La veille du Coup d’État, l’ambassadeur yankee en personne a demandé au gouvernement de Lugo qu’il reçoive les évêques car ils « allaient lui apporter leur soutien ». Au lieu de cela, l’ultra conservateur Claudio Giménez, président de la Conférence Épiscopale Paraguayenne (CEP), est venu demander publiquement à Lugo qu’il démissionne. Ce fut parmi les derniers coups psychologiques destinés à miner toute résistance au sein d’un peuple profondément catholique. Il y a quelques semaines, l’Église catholique s’est excusée publiquement de l’attitude du président de la CEP mais le mal - le Coup - était fait, avec la participation active du Vatican et de l’ambassade yankee.

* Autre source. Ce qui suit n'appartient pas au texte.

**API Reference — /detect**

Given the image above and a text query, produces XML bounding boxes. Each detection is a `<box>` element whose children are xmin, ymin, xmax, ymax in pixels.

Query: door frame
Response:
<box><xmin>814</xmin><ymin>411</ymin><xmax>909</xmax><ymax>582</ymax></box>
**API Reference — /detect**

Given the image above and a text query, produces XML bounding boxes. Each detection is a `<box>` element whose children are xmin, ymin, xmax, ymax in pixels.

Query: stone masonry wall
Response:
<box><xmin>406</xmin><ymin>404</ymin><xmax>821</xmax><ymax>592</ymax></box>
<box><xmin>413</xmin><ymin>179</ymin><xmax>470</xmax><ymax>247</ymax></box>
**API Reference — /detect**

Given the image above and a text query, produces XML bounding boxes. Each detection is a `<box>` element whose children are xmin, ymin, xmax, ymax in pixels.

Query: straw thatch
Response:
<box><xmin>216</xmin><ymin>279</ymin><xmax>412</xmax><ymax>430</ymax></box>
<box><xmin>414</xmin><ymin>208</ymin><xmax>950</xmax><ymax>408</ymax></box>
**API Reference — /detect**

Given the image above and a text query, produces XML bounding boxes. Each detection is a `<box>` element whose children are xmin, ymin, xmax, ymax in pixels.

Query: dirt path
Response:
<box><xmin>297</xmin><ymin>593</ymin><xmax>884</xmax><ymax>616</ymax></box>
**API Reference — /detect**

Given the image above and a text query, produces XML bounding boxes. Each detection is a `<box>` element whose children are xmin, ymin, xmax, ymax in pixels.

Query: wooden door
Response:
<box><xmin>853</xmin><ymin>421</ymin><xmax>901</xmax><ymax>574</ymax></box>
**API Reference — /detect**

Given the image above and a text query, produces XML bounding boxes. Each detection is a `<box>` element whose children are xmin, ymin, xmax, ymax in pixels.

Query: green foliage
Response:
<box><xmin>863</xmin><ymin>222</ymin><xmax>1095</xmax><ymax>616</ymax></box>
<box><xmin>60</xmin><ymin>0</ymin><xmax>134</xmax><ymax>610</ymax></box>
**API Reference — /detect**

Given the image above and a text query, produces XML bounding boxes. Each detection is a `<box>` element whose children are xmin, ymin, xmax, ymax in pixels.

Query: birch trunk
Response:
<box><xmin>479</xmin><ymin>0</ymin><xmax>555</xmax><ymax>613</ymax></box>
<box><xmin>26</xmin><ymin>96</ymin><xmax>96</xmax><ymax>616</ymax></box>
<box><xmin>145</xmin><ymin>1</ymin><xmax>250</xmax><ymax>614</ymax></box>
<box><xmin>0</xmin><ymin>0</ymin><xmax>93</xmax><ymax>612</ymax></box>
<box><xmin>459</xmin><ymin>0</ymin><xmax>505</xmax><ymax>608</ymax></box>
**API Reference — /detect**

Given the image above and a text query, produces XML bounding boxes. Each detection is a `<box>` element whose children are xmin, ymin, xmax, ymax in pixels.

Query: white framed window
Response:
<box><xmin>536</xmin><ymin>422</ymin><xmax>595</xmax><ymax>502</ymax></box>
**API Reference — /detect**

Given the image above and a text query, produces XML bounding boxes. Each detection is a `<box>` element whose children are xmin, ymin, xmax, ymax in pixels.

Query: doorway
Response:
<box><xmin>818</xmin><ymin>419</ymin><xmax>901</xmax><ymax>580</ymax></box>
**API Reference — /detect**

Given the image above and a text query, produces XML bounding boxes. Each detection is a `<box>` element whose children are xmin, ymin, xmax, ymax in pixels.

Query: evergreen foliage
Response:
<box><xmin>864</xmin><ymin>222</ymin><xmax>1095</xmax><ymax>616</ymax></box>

Le commerce entre le Paraguay et les États-Unis est limité, le rôle des entreprises étasuniennes dans le pays peu significatif. Dès lors, quel intérêt avait l’Empire étasunien à encourager un Coup d’Etat au Paraguay ? Le Coup, « doux » et adapté aux temps nouveaux, ne visait pas tant le Paraguay mais le processus d’intégration autonome de l’Amérique latine. Ce qui préoccupe ces « maîtres du monde », c’est l’indépendance croissante de la région depuis l’ascension à la présidence de Chávez et, surtout, depuis le premier gouvernement Lula. Les principaux motifs du Coup ne sont pas le Paraguay et ses 7 millions d’habitants, ni ses importantes richesses naturelles en eau et en énergie hydroélectrique, ni ses terres agricoles. La véritable raison est l’Amérique latine, particulièrement l’Amérique du Sud, qui s’unit autour de l’UNASUR, de la Banque du Sud, et autour d’une politique extérieure (y compris de défense) indépendante, voire opposée à l’Empire étasunien.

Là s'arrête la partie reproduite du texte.